Louis Viannet : La démarche du Gouvernement sur le devenir de certains services publics me paraît hésitante. Il faut absolument assurer leur développement et leur rénovation, et surtout utiliser le formidable atout qu’il représentent. Au nom de quoi ces entreprises ne pourraient-elles se développer en Europe et au niveau international qu’en passant sous les fourches caudines du capital privé ?

Libération : Si l’objectif est d’arrivés aux 35 heures sans perte de salaires en cinq ans, une loi ne suffirait-elle pas, sans passer par la conférence de cet automne ?

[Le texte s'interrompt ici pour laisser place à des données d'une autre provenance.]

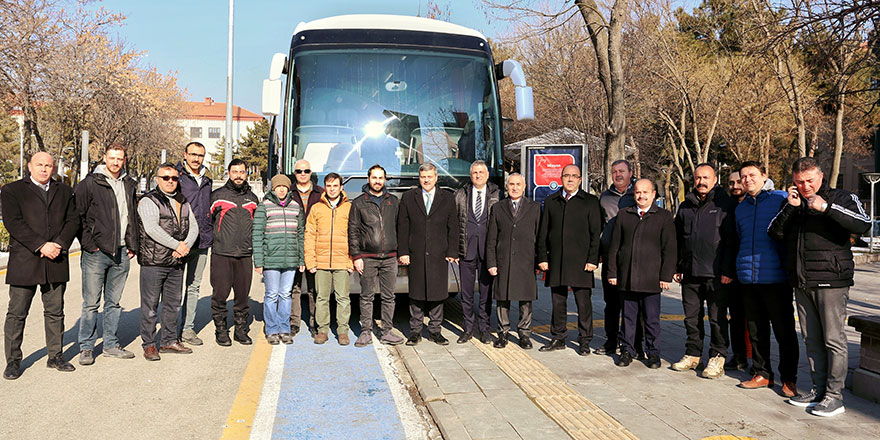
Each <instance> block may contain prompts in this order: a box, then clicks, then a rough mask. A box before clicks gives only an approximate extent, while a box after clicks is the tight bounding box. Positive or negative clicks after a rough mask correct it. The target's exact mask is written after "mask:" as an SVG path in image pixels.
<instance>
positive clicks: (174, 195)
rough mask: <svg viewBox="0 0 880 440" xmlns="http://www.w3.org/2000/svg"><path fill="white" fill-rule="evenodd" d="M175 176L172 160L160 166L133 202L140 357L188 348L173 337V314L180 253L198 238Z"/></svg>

Louis Viannet : Je ne suis absolument par partisan d’un étalement dans le temps. La réduction du temps de travail est une nécessité humaine, sociale et économique. Pour qu’elle contribue à la création d’emplois, il faut qu’elle soit significative, rapide et générale. Le patronat n’en veut pas. Il faut rapidement une loi sur les 35 heures qui ne ferme pas la porte aux 32 heures là où c’est possible, et règle les problèmes des heures supplémentaires. Il faudra ensuite en négocier l’application.

Libération : L’ajout social décidé lors du sommet d’Amsterdam vous satisfait-il ?

Louis Viannet : Tout le monde convient qu’il n’aura aucune portée pratique. Le contenu de ce volet social est en dessous du minimum nécessaire. Nous considérons qu’il aurait été nettement préférable que le pacte de stabilité ne soit pas signé en l’état. Chirac a engagé le pays sans qu’il y ait eu à l’époque de débat. Le Gouvernement Jospin était en droit de dire « j’arrête et je regarde ». Il n’y aura pas de prise en compte des besoins sociaux en Europe sans rééquilibrage entre une réelle impulsion économique et le carcan monétaire imposé par le pacte de stabilité. Je souhaite que le sommet européen sur l’emploi en automne soit l’occasion d’une initiative syndicale forte.

Libération : Pourquoi rejeter la mise sous conditions de ressources des allocations familiales qui apparaît comme une mesure plus juste socialement ?

Louis Viannet : À trop vouloir écouter les hauts fonctionnaires des finances qui avaient déjà lancé Alain Juppé sur cette mauvaise piste, Lionel Jospin s’est pris les pieds dans le tapis. Il ne faut pas s’étonner que cela produise les mêmes effets. Tout est mauvais dans cette décision, la mesure et le principe. Faire la confusion entre politique familiale et redistribution des revenus ne peut conduire qu’à l’impasse. C’est de la responsabilité nationale d’impulser une politique familiale dynamique dont dépend l’avenir du pays. On ne peut pas à la fois déplorer les perspectives d’une prochaine diminution des forces vives et du déséquilibre actifs-retraités et mégoter sur la politique familiale. La redistribution nécessaire doit relever de la fiscalité, de la politique sociale, et non se réduire à un simple partage entre salariés. La mesure doit être annulée.